The length of the film (just over 2 hours) is perhaps the biggest downside to Captain Marvel as it’s quite easy to see where a good 30 minutes or so could have been cut. The elongation of a story that would have satisfied the hardcore Marvel fans as a 90 minute intermediary between Avengers films and offered a quick, fun standalone for those less familiar with the MCU, ultimately damaged the momentum of a picture already struggling to establish meaningful opponents for the would-be hero. It seems like now, even after 20 films, Marvel still struggle to offer antagonists worthy of their screen time, and that the good and the bad of their movies are still presented to us as a part of the story we just have to accept, rather than something we’re taught to believe. At times, this film was bogged down by the necessary action beats the Marvel formula dictated and it seemed more obvious in this film than many others just where the powers at Marvel and the directors had different intentions, with the directors clearly pushing for stronger elements of backstory and drama against Marvel’s typically quippy and action-heavy formula.

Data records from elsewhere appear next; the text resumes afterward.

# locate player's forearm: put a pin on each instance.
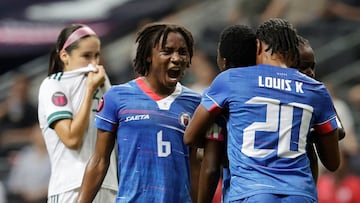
(208, 181)
(81, 120)
(92, 180)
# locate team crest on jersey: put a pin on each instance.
(100, 105)
(184, 119)
(59, 99)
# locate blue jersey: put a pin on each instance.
(272, 110)
(153, 160)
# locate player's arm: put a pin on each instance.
(327, 146)
(196, 130)
(214, 151)
(195, 165)
(97, 166)
(72, 131)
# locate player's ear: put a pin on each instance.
(64, 56)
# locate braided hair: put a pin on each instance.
(281, 38)
(237, 44)
(55, 63)
(149, 37)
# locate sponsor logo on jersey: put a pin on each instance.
(137, 117)
(59, 99)
(184, 119)
(100, 105)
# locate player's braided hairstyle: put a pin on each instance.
(281, 38)
(149, 37)
(302, 65)
(237, 44)
(55, 63)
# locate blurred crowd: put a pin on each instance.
(24, 164)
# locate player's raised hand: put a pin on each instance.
(96, 78)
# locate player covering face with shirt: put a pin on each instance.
(146, 119)
(68, 99)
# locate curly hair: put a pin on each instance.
(281, 38)
(149, 37)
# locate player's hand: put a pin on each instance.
(95, 79)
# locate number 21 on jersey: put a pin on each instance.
(277, 120)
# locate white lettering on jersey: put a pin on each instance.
(298, 86)
(279, 83)
(137, 117)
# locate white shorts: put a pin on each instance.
(104, 195)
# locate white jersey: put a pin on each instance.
(60, 97)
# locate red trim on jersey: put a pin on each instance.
(324, 128)
(144, 87)
(215, 109)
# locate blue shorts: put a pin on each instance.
(275, 198)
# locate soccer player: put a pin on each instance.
(68, 99)
(236, 48)
(271, 111)
(147, 117)
(306, 65)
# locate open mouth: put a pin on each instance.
(174, 73)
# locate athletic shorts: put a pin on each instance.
(104, 195)
(274, 198)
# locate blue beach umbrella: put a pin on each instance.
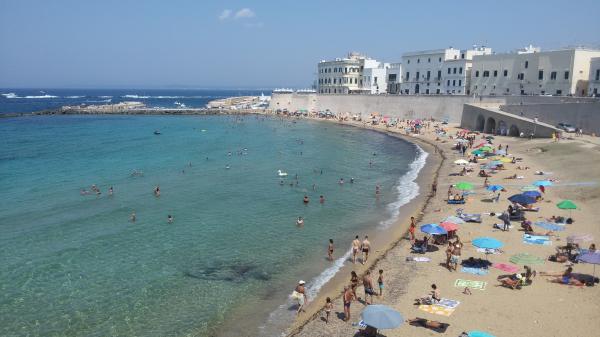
(495, 188)
(487, 243)
(433, 229)
(477, 333)
(542, 183)
(533, 194)
(550, 226)
(522, 199)
(381, 317)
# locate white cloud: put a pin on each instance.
(244, 13)
(225, 14)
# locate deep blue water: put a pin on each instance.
(29, 100)
(74, 265)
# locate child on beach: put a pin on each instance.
(328, 307)
(380, 282)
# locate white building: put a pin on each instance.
(594, 81)
(394, 78)
(354, 74)
(532, 72)
(438, 71)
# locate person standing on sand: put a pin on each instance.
(348, 297)
(368, 286)
(355, 247)
(365, 247)
(412, 228)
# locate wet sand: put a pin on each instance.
(541, 309)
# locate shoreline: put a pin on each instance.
(398, 230)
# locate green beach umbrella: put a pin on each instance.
(464, 186)
(526, 259)
(566, 204)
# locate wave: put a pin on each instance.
(10, 95)
(407, 188)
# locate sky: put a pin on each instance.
(257, 44)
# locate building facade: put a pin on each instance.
(356, 74)
(533, 72)
(594, 80)
(438, 71)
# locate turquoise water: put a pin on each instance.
(73, 265)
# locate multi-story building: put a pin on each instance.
(438, 71)
(354, 74)
(394, 78)
(594, 81)
(533, 72)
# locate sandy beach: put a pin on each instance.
(543, 308)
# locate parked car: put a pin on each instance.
(566, 127)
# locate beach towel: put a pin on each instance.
(536, 240)
(479, 285)
(437, 309)
(509, 268)
(475, 271)
(489, 251)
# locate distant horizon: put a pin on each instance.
(187, 44)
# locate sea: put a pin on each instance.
(74, 264)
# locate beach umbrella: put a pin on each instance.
(542, 183)
(495, 188)
(433, 229)
(381, 317)
(533, 194)
(522, 199)
(550, 226)
(464, 186)
(526, 259)
(590, 257)
(477, 333)
(454, 219)
(579, 238)
(566, 204)
(487, 243)
(449, 226)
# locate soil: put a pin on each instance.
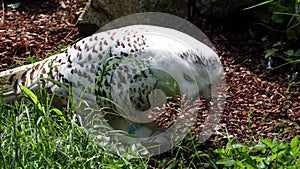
(258, 102)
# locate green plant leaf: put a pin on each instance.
(60, 114)
(290, 34)
(257, 5)
(297, 53)
(270, 52)
(277, 18)
(32, 96)
(15, 5)
(267, 142)
(226, 162)
(295, 145)
(289, 52)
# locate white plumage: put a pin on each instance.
(141, 58)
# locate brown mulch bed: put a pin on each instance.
(257, 104)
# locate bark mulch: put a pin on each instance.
(257, 104)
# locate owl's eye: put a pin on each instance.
(188, 78)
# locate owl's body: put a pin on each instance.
(138, 58)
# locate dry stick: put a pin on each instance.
(2, 12)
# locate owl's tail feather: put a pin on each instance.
(9, 81)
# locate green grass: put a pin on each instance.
(35, 135)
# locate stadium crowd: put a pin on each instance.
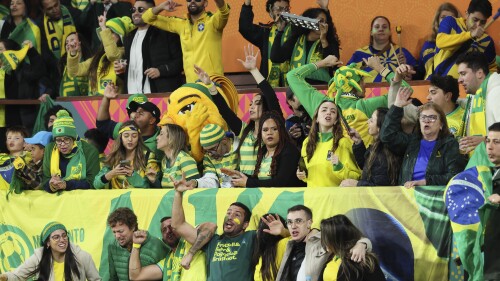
(337, 139)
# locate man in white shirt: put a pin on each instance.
(154, 56)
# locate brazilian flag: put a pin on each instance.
(465, 198)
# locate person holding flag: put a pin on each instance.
(19, 80)
(19, 27)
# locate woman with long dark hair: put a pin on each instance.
(277, 156)
(128, 162)
(57, 259)
(99, 68)
(338, 236)
(380, 166)
(327, 154)
(431, 154)
(268, 251)
(309, 46)
(426, 60)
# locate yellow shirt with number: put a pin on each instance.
(58, 271)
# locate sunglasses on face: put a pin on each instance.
(140, 9)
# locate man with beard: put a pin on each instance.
(457, 36)
(170, 268)
(123, 223)
(483, 96)
(154, 56)
(200, 31)
(229, 256)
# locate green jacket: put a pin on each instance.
(153, 250)
(445, 161)
(356, 110)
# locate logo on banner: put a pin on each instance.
(15, 247)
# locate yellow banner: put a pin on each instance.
(408, 228)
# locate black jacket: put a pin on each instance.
(445, 160)
(286, 175)
(379, 175)
(162, 50)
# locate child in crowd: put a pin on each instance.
(31, 172)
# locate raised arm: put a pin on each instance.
(221, 16)
(179, 224)
(250, 31)
(232, 120)
(282, 53)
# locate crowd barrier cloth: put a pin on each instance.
(409, 228)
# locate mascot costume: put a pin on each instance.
(191, 107)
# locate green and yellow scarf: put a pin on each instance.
(102, 81)
(80, 4)
(277, 71)
(77, 166)
(27, 30)
(300, 58)
(57, 31)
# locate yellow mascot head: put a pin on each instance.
(191, 107)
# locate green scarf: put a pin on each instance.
(27, 30)
(76, 86)
(277, 71)
(300, 58)
(476, 111)
(77, 166)
(56, 34)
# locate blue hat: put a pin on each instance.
(42, 137)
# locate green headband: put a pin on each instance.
(48, 229)
(199, 87)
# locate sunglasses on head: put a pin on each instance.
(140, 9)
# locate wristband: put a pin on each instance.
(385, 72)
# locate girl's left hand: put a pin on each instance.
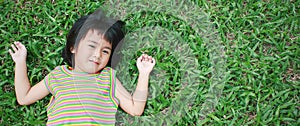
(145, 64)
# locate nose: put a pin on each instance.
(97, 54)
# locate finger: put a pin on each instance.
(153, 61)
(14, 48)
(140, 59)
(19, 45)
(10, 52)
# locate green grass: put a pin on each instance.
(260, 39)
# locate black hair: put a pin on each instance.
(112, 30)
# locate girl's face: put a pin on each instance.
(92, 54)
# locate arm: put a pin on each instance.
(24, 92)
(134, 105)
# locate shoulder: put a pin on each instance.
(108, 69)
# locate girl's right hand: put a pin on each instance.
(19, 52)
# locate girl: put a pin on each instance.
(86, 91)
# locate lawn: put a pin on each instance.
(218, 62)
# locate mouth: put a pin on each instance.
(97, 63)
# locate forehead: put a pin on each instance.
(96, 37)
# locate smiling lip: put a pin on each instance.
(95, 62)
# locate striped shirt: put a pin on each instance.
(80, 98)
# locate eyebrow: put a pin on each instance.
(98, 43)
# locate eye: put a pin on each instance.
(92, 46)
(105, 51)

The disconnect between the two visions was ultimately one of the movie’s most damaging aspects, halting momentum at key points and sometimes derailing trains of thought that developed as the movie went on, though it must be noted that this never quite detracted from the overall positivity surrounding the picture.
It is, after all, the positivity surrounding Captain Marvel that makes it such an important film, and while the finished product is hardly of the standard of the franchise’s biggest breakout hits Guardians of the Galaxy and Black Panther, it remains a watchable and at times exciting release that has all the bells and whistles you’d expect from Marvel: incredible CG, a strong hero, talented and interesting side acts, and a mild feeling of empowerment. Larson is the hero we’ve all been waiting for and Captain Marvel is the sort of movie that lives up to its billing. This is not only an enjoyable and rewatchable superhero movie, but one that could act as a sturdy springboard for one of our next generation’s most important superhero icons. You won’t have your socks blown off, but it’ll be a fun couple of hours for those expecting Marvel-tinted wish fulfilment.